There are so many emotions going on now. I am elated because I feel so great and I love the way I am looking. I stare in the mirror because I hardly recognize myself. It is still so surprising. I get freaked by the attention I have been receiving from others. There are times I enjoy it and notice I flirt a little more. Yet, I can become closed up and fearful because I think some of the reason why I gained weight was because of the attention. I am scared. Scared this is just a chapter in my story of life and it will not last.

I have had some episodes of passing out. I get light headed and dizzy after I stand up or straighten up from bending over. Had the whole work-up done and everything seems fine on the bloodwork end. I am seeing an ENT to see if it has something to do with my inner ear. Will know more in the middle of the month.

Working weekends does not leave much room for good quality family time. Our lil town has a festival every first weekend in June. I took it off for vacation this year. We all had a great time. I took the kids to the parade. Jerry and I took them to the carnival. They wore themselves out riding the rides. Jerry and I did hit the ferris wheel.

Work is going great. It is so nice to be able to do the work I am supposed to and feel free of pain. My strength has increased and my back has been doing great. My personality has shined now that I feel well. So many comments have came my way about how I seem so much happier since I have lost weight. I do agree but I think it is more so because I feel comfortable. I was in so much pain last year that it was difficult to be "perki" and smiling. Now it takes no effort to be full of spunk with a big grin on my face.

I am so excited to share that I received or should I say earned a 4.0 in my comp and psych classes. I was so afraid to start school because I was convinced I would fail. What a surprise to myself that I did not only do much better than I expected but I am enjoying it.
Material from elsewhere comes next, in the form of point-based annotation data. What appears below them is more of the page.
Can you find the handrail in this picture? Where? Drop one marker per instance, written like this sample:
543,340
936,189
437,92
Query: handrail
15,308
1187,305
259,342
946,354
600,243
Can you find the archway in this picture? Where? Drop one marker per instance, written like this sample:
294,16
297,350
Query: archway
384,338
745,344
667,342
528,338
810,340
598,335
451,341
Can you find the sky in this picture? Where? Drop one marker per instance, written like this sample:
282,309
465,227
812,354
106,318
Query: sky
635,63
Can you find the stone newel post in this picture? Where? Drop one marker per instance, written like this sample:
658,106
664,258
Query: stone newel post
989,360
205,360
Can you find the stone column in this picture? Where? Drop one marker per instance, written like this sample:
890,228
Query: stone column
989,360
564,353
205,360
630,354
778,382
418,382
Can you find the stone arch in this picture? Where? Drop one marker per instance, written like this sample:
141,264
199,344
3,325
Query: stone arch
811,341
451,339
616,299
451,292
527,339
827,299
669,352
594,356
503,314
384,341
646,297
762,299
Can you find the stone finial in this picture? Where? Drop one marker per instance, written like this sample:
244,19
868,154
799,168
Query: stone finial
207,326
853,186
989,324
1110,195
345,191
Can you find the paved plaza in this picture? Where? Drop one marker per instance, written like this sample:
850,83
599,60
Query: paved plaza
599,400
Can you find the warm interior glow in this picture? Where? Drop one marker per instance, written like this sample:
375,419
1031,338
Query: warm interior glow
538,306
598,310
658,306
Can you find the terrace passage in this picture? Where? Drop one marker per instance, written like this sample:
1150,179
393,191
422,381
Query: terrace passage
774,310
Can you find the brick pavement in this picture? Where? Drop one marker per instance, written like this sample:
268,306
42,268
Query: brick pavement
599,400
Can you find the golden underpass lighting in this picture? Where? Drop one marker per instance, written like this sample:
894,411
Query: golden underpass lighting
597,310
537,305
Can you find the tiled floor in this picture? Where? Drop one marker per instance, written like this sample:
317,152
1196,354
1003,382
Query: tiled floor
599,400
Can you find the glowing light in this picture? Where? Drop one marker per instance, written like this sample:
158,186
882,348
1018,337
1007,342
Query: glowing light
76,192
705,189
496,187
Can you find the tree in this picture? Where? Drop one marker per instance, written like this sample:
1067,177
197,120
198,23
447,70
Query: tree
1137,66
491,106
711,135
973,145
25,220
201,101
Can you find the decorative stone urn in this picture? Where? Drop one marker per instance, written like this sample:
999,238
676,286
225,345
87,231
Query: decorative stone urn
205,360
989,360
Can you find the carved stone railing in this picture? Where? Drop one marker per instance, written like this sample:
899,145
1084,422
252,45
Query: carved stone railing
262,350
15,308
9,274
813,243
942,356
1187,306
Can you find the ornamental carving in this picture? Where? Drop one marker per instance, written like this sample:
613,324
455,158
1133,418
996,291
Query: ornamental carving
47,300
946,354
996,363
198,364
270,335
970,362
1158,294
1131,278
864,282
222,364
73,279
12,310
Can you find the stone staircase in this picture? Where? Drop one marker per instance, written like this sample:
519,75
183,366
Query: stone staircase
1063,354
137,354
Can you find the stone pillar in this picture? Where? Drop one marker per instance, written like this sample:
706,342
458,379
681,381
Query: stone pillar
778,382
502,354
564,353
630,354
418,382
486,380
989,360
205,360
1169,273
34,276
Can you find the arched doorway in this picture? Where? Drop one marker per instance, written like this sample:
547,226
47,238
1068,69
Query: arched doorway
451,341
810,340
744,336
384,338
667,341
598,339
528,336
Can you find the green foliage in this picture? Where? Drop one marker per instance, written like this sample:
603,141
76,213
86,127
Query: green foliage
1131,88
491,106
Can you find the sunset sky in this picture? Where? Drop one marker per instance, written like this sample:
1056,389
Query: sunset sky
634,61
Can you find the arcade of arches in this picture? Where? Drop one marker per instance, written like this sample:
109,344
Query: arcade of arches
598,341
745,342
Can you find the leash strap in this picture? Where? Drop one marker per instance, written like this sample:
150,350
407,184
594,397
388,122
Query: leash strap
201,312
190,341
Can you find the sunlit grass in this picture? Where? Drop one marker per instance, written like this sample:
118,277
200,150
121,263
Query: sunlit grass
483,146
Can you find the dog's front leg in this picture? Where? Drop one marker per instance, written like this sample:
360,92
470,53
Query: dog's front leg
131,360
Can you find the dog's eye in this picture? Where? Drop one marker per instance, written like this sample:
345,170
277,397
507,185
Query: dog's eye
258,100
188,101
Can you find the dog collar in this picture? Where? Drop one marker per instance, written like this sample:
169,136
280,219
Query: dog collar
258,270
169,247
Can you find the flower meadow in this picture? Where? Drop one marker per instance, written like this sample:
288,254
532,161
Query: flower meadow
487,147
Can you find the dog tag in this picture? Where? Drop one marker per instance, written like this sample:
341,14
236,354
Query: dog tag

It is a struggle to find the perfect time schedule but I am managing. I am now taking summer courses, Intro to Windows, Word Processing, and Oral Communications. Crossing my fingers that I pull it out and get some more A's.

I am still doing good with my vitamins and water. I am able to tolerate more foods. Portions are still real tiny and I am in no rush for that to change. Yesterday, I ate steak for the first time since last year. I think I stopped eating because my jaw hurt from all the chewing instead of from being full. The pieces where real tiny and it tasted scrumptious. Majority of my food is still cottage cheese, chunk cheese, and soup. I have added more fruits and veggies. I also eat instant oatmeal or cereal for breakfast. I never thought I would measure my food. I sure do it now. Have to watch those grams of sugar. I have not actually dumped but I think the most sugar I have had at one time is twelve grams. There have been times I taken in that much and did not feel to good but never felt the "I think I am going to die" feeling. It pays to be careful and follow the rules.

Summer has been nice. Kids are a blast. They are in swim lessons, so I am playing the good mom and driving them around. We are lucky that our town has a huge pool

Well enough for today. I will be updating soon. My six month visits with the surgeon and medical Drs are coming up in the next two weeks. Til then.